FTSE Russell, a leading global multi-asset index, analytics and data provider, announced in its semi-annual country classification review for fixed income and equities that Indian and Saudi Arabian government bond markets have been placed on the watchlist for potential future inclusion in the FTSE Emerging Government Bond Index (EMGBI).
After India's inclusion in the EMGBI, foreign portfolio investors (FPIs) could step up investments in the Government Securities (G-Sec) market. This would help take the pressure off banks in terms of investing in G-Secs and allow them to focus on lending. The latest monthly bulletin by the Reserve Bank of India (RBI) shows that FPIs hold only 2.1 per cent of dated government securities as of December 2020.
Increased participation from FPIs would also the help central government's plan to borrow Rs 12.05 lakh crore in the next financial year.
FTSE Emerging Government Bond Index measures local currency government bonds from 16 countries, "providing abroad benchmark for portfolio managers looking for a measure of sovereign emerging markets," as per FTSE Russell. These countries include Brazil, Chile, China, Colombia, Hungary, Indonesia, Mexico, Malaysia, Peru, Philippines, Poland, Romania, Russia, Thailand, Turkey and South Africa.

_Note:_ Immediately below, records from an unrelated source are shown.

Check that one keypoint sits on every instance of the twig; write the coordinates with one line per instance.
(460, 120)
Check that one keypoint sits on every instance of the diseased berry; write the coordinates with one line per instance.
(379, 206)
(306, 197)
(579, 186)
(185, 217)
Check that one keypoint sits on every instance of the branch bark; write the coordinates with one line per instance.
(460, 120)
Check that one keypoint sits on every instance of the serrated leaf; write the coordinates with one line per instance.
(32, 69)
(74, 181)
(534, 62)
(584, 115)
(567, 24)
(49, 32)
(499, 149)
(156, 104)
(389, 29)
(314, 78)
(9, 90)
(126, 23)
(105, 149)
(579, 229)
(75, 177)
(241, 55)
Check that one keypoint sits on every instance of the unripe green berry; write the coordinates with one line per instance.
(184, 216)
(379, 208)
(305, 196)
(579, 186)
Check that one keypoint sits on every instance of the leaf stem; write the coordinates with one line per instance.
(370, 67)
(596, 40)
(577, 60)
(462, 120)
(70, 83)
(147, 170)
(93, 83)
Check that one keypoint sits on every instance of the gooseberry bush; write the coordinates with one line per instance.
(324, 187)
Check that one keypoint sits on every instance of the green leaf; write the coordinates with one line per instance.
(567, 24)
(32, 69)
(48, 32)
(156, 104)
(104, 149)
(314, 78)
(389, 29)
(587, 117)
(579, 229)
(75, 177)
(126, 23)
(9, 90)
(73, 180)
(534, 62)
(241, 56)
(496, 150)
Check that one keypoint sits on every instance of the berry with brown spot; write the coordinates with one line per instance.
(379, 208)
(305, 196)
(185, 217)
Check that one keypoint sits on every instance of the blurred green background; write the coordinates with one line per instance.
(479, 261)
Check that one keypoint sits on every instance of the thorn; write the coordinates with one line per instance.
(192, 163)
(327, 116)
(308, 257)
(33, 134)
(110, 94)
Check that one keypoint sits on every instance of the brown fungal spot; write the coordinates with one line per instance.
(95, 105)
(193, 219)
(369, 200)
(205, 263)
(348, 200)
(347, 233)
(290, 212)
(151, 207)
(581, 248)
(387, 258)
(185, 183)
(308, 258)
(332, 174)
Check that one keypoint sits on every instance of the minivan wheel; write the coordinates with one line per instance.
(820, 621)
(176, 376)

To join FTSE EMGBI, a market has to satisfy size and credit criteria. Accessibility of bonds and markets and replicability of returns are additional requirements for this. After a market meets these criteria, it is announced that the said market has been included in the EMGBI. If it continues to meet three criteria for three months in a row then the market would join EMGBI at the end of the three months that follow.
The outstanding amount of a market's eligible issues must total at least $10 billion for it to be considered eligible for inclusion in EMGBI. To continue being eligible for the index, a market must maintain at least half the entry-level market size criteria.